Figure 1. 1022 out of ~1000 Nucleotides were sequenced for the pNIC plasmid. This was sequenced using pLIC-for primer.
Figure 2. 999 out of ~1000 Nucleotides were sequenced for the pNIC plasmid. This was sequenced using pLIC-rev primer.
After a DNA sequence analysis it was determined that the sequence is indeed the same sequence recorded for pNIC-Bsa4.
Midi Prep of pNIC+Bsa4 DH5a Cells
I repeated the expression of pNIC+Bsa4 in DH5a cells for the purpose of purifying this plasmid for use in future procedures with my target. With this midi prep I collected 1mL of 77.5 ng/uL pNIC plasmid in TE buffer. Figure 3. Nanodrop of pNIC-Bsa4 plasmid made in Dh5a cells and purified by midi prep. The concentration was determined to be 75.3 ng/uL
Figure 4. Nanodrop of pNIC-Bsa4 plasmid made in Dh5a cells and purified by midi prep. The concentration was determined to be 77.6 ng/uL
PCR of pGBR22
The day finally came, the PCR of pGBR22 finally worked on my 3rd attempt. This was accomplished using M13 forward and M13 reverse primers. Once again we prepared 4 tubes for PCR and they consisted of the following:
Tube A: .3ng of pGBR22
Tube B: 3ng of pGBR22
Tube C: 30ng of pGBR22
Tube D: Control tube, no DNA in this tube.
Troubleshooting: To find out what was going wrong in previous PCR's we analyzed what we could from our gels. On my first PCR I got nothing but a few very faint contamination smears, telling me I had to be more sterile in my PCR technique. In response to this I payed particular care to keep my PCR sterile on the second round and I remade my template dilutions to make sure that they were not part of the problem. Again nothing showed up but I did not get any contamination bars so this time I used a different set of diluted primers. This must have done the trick because on the next PCR attempt I was able to get the bars I was looking for.
Analyzed DNA Sequencing Results forpGBR22
We went to the computer lab and learned the procedure for analyzing DNA sequencing results and using them to verify that they plasmid that you have in lab is the same as the plasmid that you originally intended on replicating. This procedure involved using NCBI's blast to compare your sequence to those of other proteins found in the database and creating a pairwise alignment to see if the sequence matches up perfectly to any of the known sequences. We then inserted the sequence for the GBR gene into a pGEMT backbone.
Week 3
PCR of pGBR22
Another way to make copies of DNA is to do PCR on them. PCR stands for Polymerase Chain Reaction and basically what happens is you make copies of DNA and then use those copies as a template to make more copies.
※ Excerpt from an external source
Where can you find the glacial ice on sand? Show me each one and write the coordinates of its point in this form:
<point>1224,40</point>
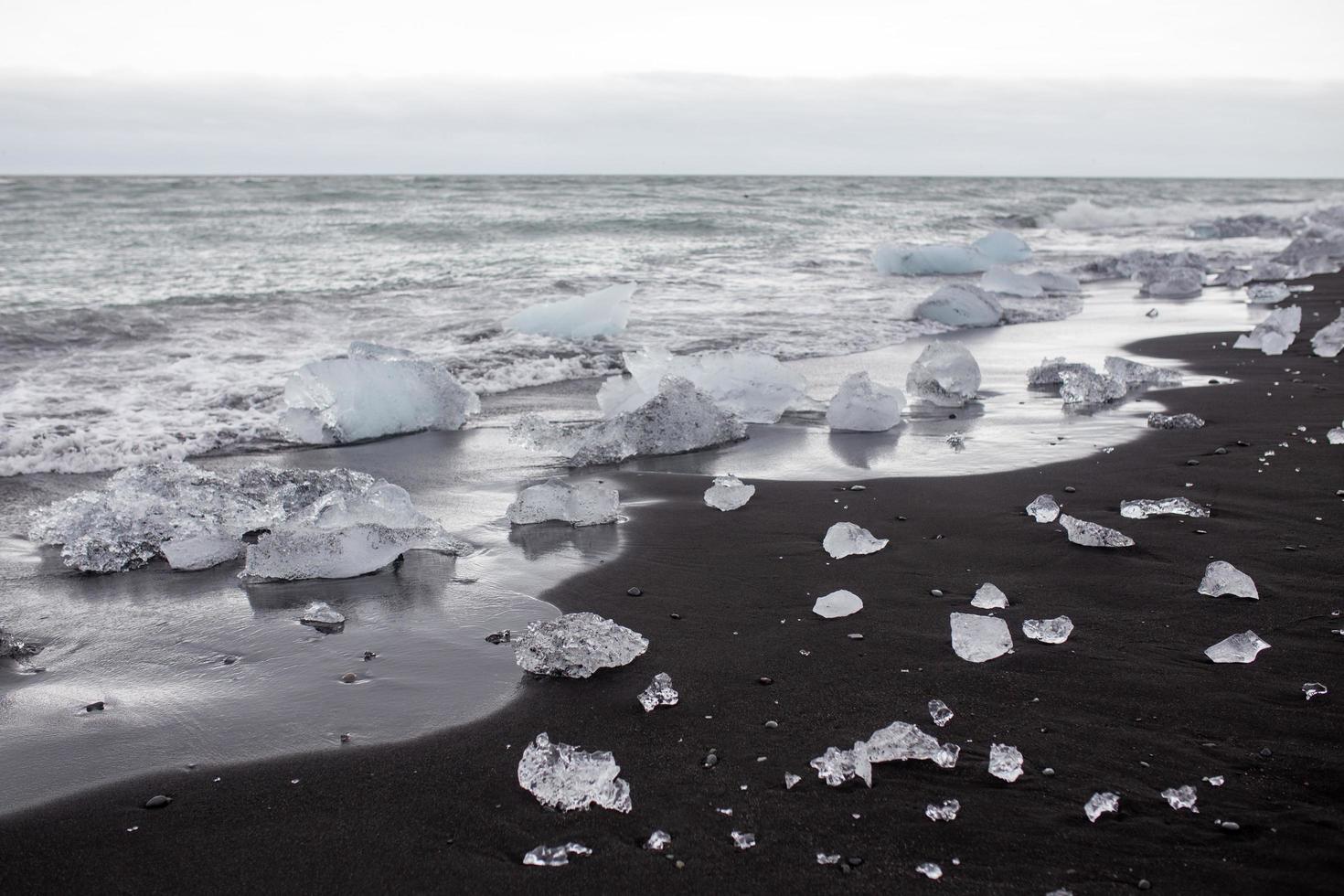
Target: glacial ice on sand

We used M13 forward and reverse primers for this PCR. Preparing the PCR reaction tubes took an hour or two since it was our first time but we've been reassured by our mentors that we will soon be PCR pros that could get a reaction rolling in 15 minutes! We prepared 4 tubes for PCR and they consisted of the following:
Tube A: .3ng of pGBR22
Tube B: 3ng of pGBR22
Tube C: 30ng of pGBR22
Tube D: Control tube, no DNA in this tube,
After PCR we stored the tubes in the -20 freezer in our lab. Figure 5. Our first PCR!!
The next day we ran gels of the PCR to determine if our pGBR22 was copied correctly. Figure 4: Agarose gel for pGBR22 samples from PCR run. 1st lane contains the ladder while the subsequent 4 lanes contain 3 samples and a control channel, subsequently. There are no bands and the streaks on well 4 (sample 3) suggest contamination.
In theory the 2nd, 3rd, and 4th lanes should have 1 solid band, any more and we know that we had contamination, DNA fragments that are not pGBR22 are present. These results show a few bands in lane 4 which suggest there was contamination. There is also a lack of solid bands so we know we didn't successfully replicate pGBR22. We are working on repeating this protocol as soon as week 4 starts.
Midi Prep of pNIC+Bsa4 DH5a Cells
The next step with our pNIC+Bsa4 DH5a cells was to purify the plasmids that we had been making so many copies of inside of the DH5a cells. We began by centrifuging the DH5a cells in the large centrifuge found in our lab and then removing the supernatant liquid which was mostly just LB. We resuspended the pellet in P1 buffer and then proceeded to do the full Midi prep which consisted of washing the cells with 2 buffers, lysating the cells, filtering out the solid waste, precipitating the DNA, and finally collecting the precipitated DNA with TE buffer. I learned the following from this procedure:
Keep a timer nearby to be able to keep track of the waiting times easily and so that you don't get your waiting times mixed up with any of your partners
Read all the labels of what you are putting into your midi prep very very carefully because they all look almost identical and you can really mess up your midi prep this way
Never pull back on the plunger of the syringe until you have removed the QIAprecipitator from the syringe
Collection tube =/= waste tube.
I learned the last one the very hard way. I'm embarrassed by this but I accidentally deposited all of my purified plasmids into my waste container because I didn't realize the TE buffer collected the DNA. Because of this I'll have to repeat midi prep next week so that I can have this plasmid backbone ready to go for my protein target.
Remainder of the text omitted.